A quarter of the apartments at SouthPointe Village are reserved for residents with disabilities, and the entire property was designed to be accessible. Residents also have access to four on-site service providers that serve the disabled population — a first for Fishers and Indiana.

Fishers was an ideal location for SouthPointe Village because Hamilton Southeastern Schools have excellent programs for individuals with disabilities. But after graduation, they struggle to find affordable housing with services to help them live independently.

“Fishers has great resources, but we don’t have affordable housing for our workforce who support folks with disabilities,” said Kelly Hartman, co-chair of the Fishers Advisory Committee on Disability and founder of Outside the Box. “And we don’t have the opportunity to have folks with disabilities integrated into the community.”

RealAmerica stepped in and partnered with four local service providers to provide on-site services at SouthPointe Village for persons with disabilities. Janus Developmental Services, Outside the Box, Insights, and Opportunities for Positive Growth are working together to help residents with life skills, education, employment training, and independent living. Additionally, Janus has on-site offices on the first floor of SouthPointe to provide easy accessibility for residents and their families.

“We’ve had strong advocacy for folks with disabilities, and we know that housing is a critical shortage for those individuals,” said Fishers Mayor Scott Fadness. “Integrated into SouthPointe will be units that are tailor-made for individuals with disabilities, and this demonstrates a sensitivity to the community and the context for why we’re developing these projects. That in itself is a testament to both RealAmerica’s and the community’s desire to develop something that is accretive to our community.”

At SouthPointe Village, 25 percent of homes were aside for individuals with disabilities, and the entire building is accessible (including raised and lowered garden beds, sidewalks around each community amenity, elevators, automated doors on both ends of the building, and more).

Located at 11245 Lantern Road in Fishers’ thriving Nickel Plate District, SouthPointe is in a prime location for persons with disabilities to be close to employment and their families.

Cecilia Coble, former Fishers City Council President and co-chair of the Fishers Advisory Committee on Disability, said, “A lot of families, like myself, want to be close to their loved one with a disability. And unfortunately, with the lack of affordable housing, it’s hard for loved ones to be close to their parents and grandparents and remain in the community in which they grew up. So, we’re really excited and proud to be a part of this project with RealAmerica.”  

SouthPointe Village is a four-story, 62-unit property, offering residents two different open-concept, 1- and 2-bedroom floor plans. All apartments include full-sized, in-unit washers and dryers, luxury plank flooring, built-in kitchen appliances, a balcony or patio, upgraded soundproof flooring and windows, ceiling fans, energy-efficient features, and free in-unit internet service.

Other featured amenities include a dog park and pet spa, an on-site fitness room, an indoor playground and reading corner, sky deck, community room with a kitchen for entertaining and gathering, community garden, bike share program, craft room, computer resource center, and 529 plan funding for resident children. 

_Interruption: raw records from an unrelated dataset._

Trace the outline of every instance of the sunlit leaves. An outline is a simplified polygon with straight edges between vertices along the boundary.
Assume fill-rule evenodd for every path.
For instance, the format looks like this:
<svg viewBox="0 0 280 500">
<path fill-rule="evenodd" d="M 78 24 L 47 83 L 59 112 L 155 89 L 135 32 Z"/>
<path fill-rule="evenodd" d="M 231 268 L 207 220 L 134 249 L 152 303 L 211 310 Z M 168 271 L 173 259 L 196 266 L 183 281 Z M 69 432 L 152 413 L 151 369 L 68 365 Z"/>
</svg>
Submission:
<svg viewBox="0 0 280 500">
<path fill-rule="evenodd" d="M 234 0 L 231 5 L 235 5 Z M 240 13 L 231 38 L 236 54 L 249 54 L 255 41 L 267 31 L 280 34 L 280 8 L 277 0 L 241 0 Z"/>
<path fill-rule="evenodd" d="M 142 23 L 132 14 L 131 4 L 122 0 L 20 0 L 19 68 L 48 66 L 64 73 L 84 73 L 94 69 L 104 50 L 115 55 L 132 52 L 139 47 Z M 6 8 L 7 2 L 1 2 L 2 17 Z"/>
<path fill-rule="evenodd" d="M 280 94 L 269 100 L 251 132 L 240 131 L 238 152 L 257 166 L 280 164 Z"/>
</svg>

The official grand opening took place on Friday, Oct. 8, and included speeches from the City Council, Executive Director of IHCDA, RealAmerica President and Owner Ronda Shrewsbury, and service providers. The grand opening included a ribbon-cutting ceremony, vendor fair, apartment tours, and an on-site food truck. The event was well-attended by the community, officials, and residents.  

SouthPointe Village would not be possible without RealAmerica’s proven commitment to quality, affordable housing, the support of the City of Fishers, the City Council, Mayor Scott Fadness, the Fishers Advisory Committee on Disability, the Indiana Housing and Community Development Authority, and the service providers’ support and partnership. Additional financial partners include Boston Financial and Merchants Capital.